Contrary to our predictions, a nonsignificant reduction in R0 and curative resection rates over time was noted. This may be explained by an increase in the complexity of lesions removed by ESD in our center over time. As our experience increased, more complex cases were referred. As an example, we performed ESD for coalescent polyps located in the anal transitional zone after restorative proctocolectomy and ileal-pouch anal anastomosis in a patient with familiar adenomatous polyposis [34].
Our study has several limitations. First, it is a single-center retrospective study and is limited by a small sample size, especially for subgroup analysis. Second, we evaluated the degree of fibrosis based on endoscopic findings during the procedure.

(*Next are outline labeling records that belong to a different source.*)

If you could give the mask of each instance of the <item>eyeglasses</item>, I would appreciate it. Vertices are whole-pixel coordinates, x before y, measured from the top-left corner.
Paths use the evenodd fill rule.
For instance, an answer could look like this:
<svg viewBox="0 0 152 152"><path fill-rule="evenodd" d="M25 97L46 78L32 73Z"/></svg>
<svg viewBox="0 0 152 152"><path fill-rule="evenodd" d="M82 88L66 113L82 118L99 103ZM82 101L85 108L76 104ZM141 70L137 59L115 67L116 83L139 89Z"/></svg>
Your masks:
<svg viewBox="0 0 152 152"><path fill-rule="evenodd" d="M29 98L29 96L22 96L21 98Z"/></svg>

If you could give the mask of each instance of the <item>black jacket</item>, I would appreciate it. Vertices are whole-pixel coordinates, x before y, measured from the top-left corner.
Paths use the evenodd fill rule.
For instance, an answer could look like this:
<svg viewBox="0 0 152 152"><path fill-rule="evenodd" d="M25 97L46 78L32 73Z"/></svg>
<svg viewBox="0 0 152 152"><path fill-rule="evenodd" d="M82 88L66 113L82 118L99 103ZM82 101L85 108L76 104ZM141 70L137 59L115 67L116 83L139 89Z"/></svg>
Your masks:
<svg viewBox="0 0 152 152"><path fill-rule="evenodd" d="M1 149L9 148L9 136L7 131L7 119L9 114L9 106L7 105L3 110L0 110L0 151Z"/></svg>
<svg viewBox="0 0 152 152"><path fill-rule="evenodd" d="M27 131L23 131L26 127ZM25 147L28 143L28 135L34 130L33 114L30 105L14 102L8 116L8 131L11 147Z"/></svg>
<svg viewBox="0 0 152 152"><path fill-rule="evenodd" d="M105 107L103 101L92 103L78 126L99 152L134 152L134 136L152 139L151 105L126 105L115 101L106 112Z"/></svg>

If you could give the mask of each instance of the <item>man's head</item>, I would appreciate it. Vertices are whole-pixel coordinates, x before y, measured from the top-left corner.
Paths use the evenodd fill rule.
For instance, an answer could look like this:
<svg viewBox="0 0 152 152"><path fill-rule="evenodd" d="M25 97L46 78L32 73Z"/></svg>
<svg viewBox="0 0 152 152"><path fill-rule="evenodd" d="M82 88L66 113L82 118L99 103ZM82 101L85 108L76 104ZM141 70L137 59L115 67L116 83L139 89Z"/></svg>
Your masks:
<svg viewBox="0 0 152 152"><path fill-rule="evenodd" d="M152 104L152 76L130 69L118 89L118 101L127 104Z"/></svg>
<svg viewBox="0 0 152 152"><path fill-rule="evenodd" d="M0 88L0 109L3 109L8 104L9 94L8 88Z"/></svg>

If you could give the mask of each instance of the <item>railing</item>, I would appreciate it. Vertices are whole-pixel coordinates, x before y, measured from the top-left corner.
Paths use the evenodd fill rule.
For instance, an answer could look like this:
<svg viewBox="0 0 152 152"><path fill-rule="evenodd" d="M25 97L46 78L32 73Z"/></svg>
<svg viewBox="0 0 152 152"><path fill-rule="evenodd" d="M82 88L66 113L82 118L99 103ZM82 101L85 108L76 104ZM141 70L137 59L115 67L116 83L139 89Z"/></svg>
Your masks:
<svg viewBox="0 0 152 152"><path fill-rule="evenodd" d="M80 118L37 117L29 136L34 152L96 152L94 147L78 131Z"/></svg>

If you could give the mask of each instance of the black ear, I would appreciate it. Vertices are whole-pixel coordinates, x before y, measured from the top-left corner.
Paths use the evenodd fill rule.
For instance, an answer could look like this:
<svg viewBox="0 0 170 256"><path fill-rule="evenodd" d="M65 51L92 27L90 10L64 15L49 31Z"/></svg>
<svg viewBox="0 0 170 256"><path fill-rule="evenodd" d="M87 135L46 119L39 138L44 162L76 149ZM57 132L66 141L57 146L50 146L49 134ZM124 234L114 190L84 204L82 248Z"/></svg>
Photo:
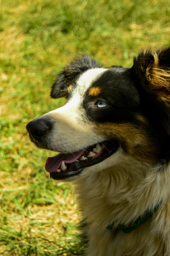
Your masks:
<svg viewBox="0 0 170 256"><path fill-rule="evenodd" d="M154 125L170 135L170 48L142 50L133 59L132 77L140 90L143 110Z"/></svg>
<svg viewBox="0 0 170 256"><path fill-rule="evenodd" d="M64 68L64 71L57 76L52 86L50 96L56 99L67 95L68 88L78 76L90 69L101 68L102 66L88 55L75 59Z"/></svg>

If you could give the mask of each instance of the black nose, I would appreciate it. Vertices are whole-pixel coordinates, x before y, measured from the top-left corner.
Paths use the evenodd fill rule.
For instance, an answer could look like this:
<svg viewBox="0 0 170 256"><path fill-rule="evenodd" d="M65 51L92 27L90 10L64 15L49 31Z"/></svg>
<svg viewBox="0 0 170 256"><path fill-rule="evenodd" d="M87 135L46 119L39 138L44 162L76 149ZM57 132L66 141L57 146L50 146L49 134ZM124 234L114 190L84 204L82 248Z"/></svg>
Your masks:
<svg viewBox="0 0 170 256"><path fill-rule="evenodd" d="M31 121L26 126L31 140L33 142L41 141L43 136L52 129L53 123L53 121L47 117L38 118Z"/></svg>

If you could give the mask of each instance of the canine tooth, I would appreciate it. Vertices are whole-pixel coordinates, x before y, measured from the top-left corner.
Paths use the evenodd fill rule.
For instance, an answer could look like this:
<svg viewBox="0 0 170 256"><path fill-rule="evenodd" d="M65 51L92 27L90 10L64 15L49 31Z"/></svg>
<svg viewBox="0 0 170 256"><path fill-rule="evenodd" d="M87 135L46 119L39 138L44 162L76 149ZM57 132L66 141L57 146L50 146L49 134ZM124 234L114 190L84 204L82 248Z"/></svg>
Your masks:
<svg viewBox="0 0 170 256"><path fill-rule="evenodd" d="M98 151L98 153L100 152L102 149L102 148L100 146L98 143L96 145L96 149Z"/></svg>
<svg viewBox="0 0 170 256"><path fill-rule="evenodd" d="M87 157L85 157L84 155L82 155L80 160L82 161L82 160L85 160L86 159L87 159Z"/></svg>
<svg viewBox="0 0 170 256"><path fill-rule="evenodd" d="M63 161L61 165L61 168L62 171L65 171L67 169L67 166L65 165L65 164L64 161Z"/></svg>
<svg viewBox="0 0 170 256"><path fill-rule="evenodd" d="M96 147L94 148L93 149L93 152L95 153L99 153L102 149L102 148L101 147L100 147L99 144L98 143L96 145Z"/></svg>
<svg viewBox="0 0 170 256"><path fill-rule="evenodd" d="M87 157L91 157L92 156L93 156L94 155L95 155L95 154L93 152L92 152L91 151L89 152L89 154L87 156Z"/></svg>

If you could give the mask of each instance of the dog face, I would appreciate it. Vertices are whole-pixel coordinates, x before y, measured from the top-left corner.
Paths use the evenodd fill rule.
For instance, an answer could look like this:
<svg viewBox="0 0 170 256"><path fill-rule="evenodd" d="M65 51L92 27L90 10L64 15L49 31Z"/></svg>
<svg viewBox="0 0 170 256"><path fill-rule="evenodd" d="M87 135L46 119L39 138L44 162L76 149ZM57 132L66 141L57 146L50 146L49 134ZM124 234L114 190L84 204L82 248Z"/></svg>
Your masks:
<svg viewBox="0 0 170 256"><path fill-rule="evenodd" d="M47 161L52 178L75 179L128 157L168 161L170 52L142 51L131 68L104 68L87 56L65 67L51 96L66 104L26 127L37 146L61 152Z"/></svg>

Histopathological assessment may be more objective than clinical assessment, which depends on the judgment of the operator; however, many studies reported clinical evaluation of the degree of fibrosis by the endoscopist during the procedure [8, 10-13, 19]. Histological assessment may be influenced by the dissection procedure, the depth of the dissection, or thermal injury by electrocoagulation [13]. Therefore, histologic severity of fibrosis does not necessarily reflect endoscopic severity, and subsequently its clinical relevance. Third, we have a mean follow-up of about 2 years, which might limit the evaluation of recurrence, particularly metastatic disease. A main strength of our study was the performance of all the procedures by the same endoscopist, circumventing performance variation between different endoscopists. However, caution should be taken when extrapolating the results.
In conclusion, ESD is a safe and effective treatment for complete resection of lesions with severe fibrosis, despite being associated with lower en bloc, R0, and curative resection rates, even with expert endoscopists. The presence of ulcerative colitis, pelvic radiotherapy, a lesion located on an anastomotic site, or previous manipulation can preoperatively help to predict cases with severe fibrosis. To the best of our knowledge, this is the first European study to assess the relevance of severe fibrosis on the ESD outcomes and the learning curve of lesions with severe fibrosis.